The New Kingdom, ranging through the 18th, 19th and 20th dynasties, began with the defeat of the Hyksos, nomadic invaders who had ruled the Nile for a century. Under a succession of warrior kings, notably the megalomaniac Rameses II, Egypt spread an empire from Syria to the Sudan, drawing tribute from the Levant, Cyprus, the Aegean and Africa.
"In my brother's land, gold is as plentiful as dust," an Iraqi king wrote one pharaoh. Exotic stones, woods, beasts and spices flooded the country. Foreign influences swept in along with other imports. Decades of prosperity produced a sophisticated urban society of entrepreneurs, professional soldiers, priests and civil servants: the world's first middle class, perhaps. There was time to enjoy life.
And this is the life we sense in the new exhibit, a cosmopolitan society that loved its luxuries and cultivated taste. There is not a lot of gold on display. (One hopes this means the fad for gold -- any gold -- in museum shows has finally passed.) In fact, silver was rarer than gold in the New Kingdom. The beauties here are subtler than either.
At the entrance is a little garden based on a Theban mural, which is reproduced nearby. It contains lotus, papyrus and other plants whose shapes appear over and over in decorations. Next door is a full-scale room from a villa, built jointly by the Walters and the co-sponsoring museums in Boston and Houston. There is also a model of a house and an aerial view of Amarna, where villas sometimes ran to 40 rooms, with indoor plumbing, skylights and rooftop ventilators.

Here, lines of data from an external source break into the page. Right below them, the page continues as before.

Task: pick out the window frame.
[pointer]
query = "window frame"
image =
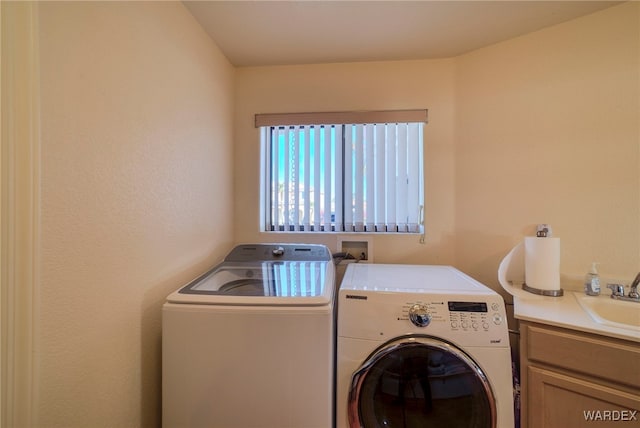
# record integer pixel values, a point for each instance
(266, 122)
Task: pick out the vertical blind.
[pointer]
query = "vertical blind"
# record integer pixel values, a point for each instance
(362, 177)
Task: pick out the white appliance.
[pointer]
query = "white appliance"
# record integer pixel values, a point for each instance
(421, 346)
(251, 342)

It's the details that stop you: the fine ivory stripes inlaid in an elegant ebony chair; the perfect duck, two millimeters long, inscribed on a seal ring; the ibexes carved in exquisite deep relief in limestone so that every curving plane of their bodies comes to life.
To anyone who has seen the pathetic shreds of ancient basketry dug from Indian tombs, these undamaged woven rush plates and baskets are hard to believe. There is even a bolt of the diaphanous linen that Egyptians wore, and a reproduction of their dress. There are kohl bottles with traces of the dark eyeliner makeup still in them. (The stylized eye outline so common in Egyptian portraits had a religious context and also protected the eye from the glaring sun, as in modern football.) There are tweezers and razors and many-colored glass bottles--the first glass.
Intelligently brief explanations carry the viewers along without stopping them in midstream. For instance, the national game, senet, is described just enough to make sense of the various pieces and their 30-square board. As for the play, we learn that the game evolved into a private contest with fate, Pac-Man in clay: Will I make it to the Afterworld? This is really all we need to know right now. But for those who want to probe further, the gallery stands ready to help. It has expanded its hours (11 to 5 except Mondays) to stay open until 10 Tuesdays. A $2 admission fee is charged.
In fact, the Walters has almost fallen over backward to complete the experience, augmenting the show, which runs until Jan. 2, with such excitements as a hieroglyphics workshop, tours, concerts and lectures, outreach programs on music, archeology, prehistory, mummies and so forth, an Egyptian bazaar featuring reproductions, a dance demonstration, and films ranging from documentaries to the thriller "Sphinx." Also "Abbott and Costello Meet the Mummy." More complete you cannot get.